As a sleep researcher, Rebecca Robbins is used to hearing misconceptions about shut-eye. “People say, is it true that you need seven hours? I get by on five,” says Robbins, a postdoctoral fellow in the Center for Healthful Behavior Change at NYU Langone Health in New York. Her colleagues had similar stories. “We felt the need to get a list together of the common myths, so we could debunk them,” she says.
They combed the internet for sleep myths and gathered experts to sort and refine their list. The experts then rated the myths on a scale from one to five for two criteria: their degree of falsehood, and their importance to public health. “In the long term, these beliefs should be annihilated to improve population health,” Robbins says. Their analysis was published this week in the journal, Sleep Health.
These sleep-related myths might have passed from person to person and eventually became ingrained cultural beliefs, Robbins says. “For that reason, they can be rather deep seated,” she says. “That’s another reason we were so excited to get these myths out there and debunk them with evidence.”

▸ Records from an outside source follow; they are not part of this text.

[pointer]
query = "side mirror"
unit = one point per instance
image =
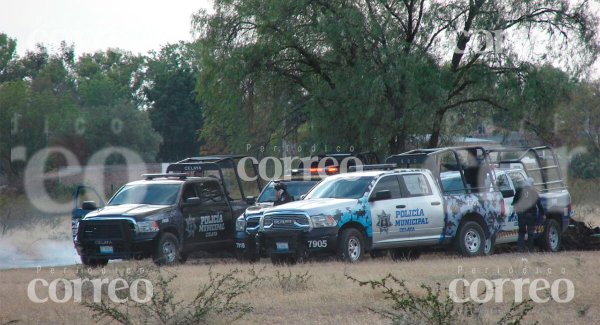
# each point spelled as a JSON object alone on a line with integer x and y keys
{"x": 382, "y": 195}
{"x": 507, "y": 193}
{"x": 192, "y": 201}
{"x": 89, "y": 205}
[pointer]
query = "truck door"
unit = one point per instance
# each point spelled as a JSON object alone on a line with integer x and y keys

Here are some of the sleep ideas they deemed most critical, and why they’re wrong:
You might only need five hours of sleep to be healthy
Everyone knows someone’s uncle’s friend who says that they sleep two hours a night and are totally fine, Robbins says. “It’s an urban legend, it’s never someone you know directly.” But experts rated that belief as very wrong, and very important to public health. Evidence shows that adults need seven to eight hours of sleep each night, and regularly sleeping fewer than five hours a night is linked with cardiovascular problems and poor immune health.

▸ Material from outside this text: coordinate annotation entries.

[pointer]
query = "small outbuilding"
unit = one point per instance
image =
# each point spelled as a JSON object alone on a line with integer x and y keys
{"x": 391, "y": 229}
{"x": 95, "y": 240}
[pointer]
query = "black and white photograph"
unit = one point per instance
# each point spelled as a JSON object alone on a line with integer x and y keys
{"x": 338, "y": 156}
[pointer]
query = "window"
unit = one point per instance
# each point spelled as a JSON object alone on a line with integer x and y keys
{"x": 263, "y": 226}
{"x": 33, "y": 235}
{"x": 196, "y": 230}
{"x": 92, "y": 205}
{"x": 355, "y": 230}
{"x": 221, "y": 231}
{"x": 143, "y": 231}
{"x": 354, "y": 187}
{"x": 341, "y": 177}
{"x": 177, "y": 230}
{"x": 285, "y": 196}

You can adjust to sleeping less
People get better at staying awake on limited amounts of sleep if they do it more frequently. However, just because they feel like they’ve adjusted, their body’s needs haven’t: sleeping fewer hours consistently can lead to declines in work performance, and increases the risk of chronic diseases like diabetes and hypertension.
You’ll get a better nights sleep if you drink alcohol before bed
While a glass of wine close to bedtime might help someone fall asleep more quickly, that same alcoholic drink will disturb their sleep later on in the night. Overall, drinking before bed reduces the amount of time someone spends in REM sleep, particularly in the second half of the night, and high amounts of alcohol affect REM sleep in the first part of the night, too.
Loud snoring is harmless
If someone is snoring loud enough for it to be bothersome, it could be more than just an annoyance. People who snore are likely to have poor sleep patterns, and get less sleep than non-snorers. Snoring, which results when the airway is blocked during sleep, is a symptom of obstructive sleep apnea—which increases the risk for heart disease if it goes untreated.
It doesn’t matter when during the day you sleep
Having a sleep schedule that doesn’t match the normal night and day can disrupt the circadian rhythms in the body—the internal clock that keeps its systems working properly. Knocking that clock out of balance puts people at risk for multiple health problems, including obesity and psychiatric conditions like depression. Research shows that night shift workers who work from dusk to dawn and sleep during the day, are at a higher risk for numerous chronic illnesses.
While sleep experts tended to agree about the sleep myths that were the least correct, there were some common beliefs that experts disagreed about, Robbins says. They disagreed, for example, on the belief that getting more sleep is always better: While some agreed with that statement, others noted that there isn’t much evidence on extended sleep in healthy people, and argued that people who believe that they should get as much sleep as then can when possible might be more likely to have an inconsistent sleep schedule—which can be unhealthy.
“It highlights some areas that are actually a little bit grey in the literature,” Robbins says. Those topics might offer avenues for future research.
The paper, and its list of common myths, offers a roadmap for primary care doctors, who are most likely to field questions about sleep from patients. Most medical school curriculum only spend a small amount of time on sleep, Robbins says, and doctors—with overnight shifts and residency all-nighters—might themselves have trouble getting a full night’s rest. But talking about sleep, and common ideas around sleep, could help patients reflect on their own lifestyle.
“Sleep is a great gateway into talking about other health behaviors,” Robbins says.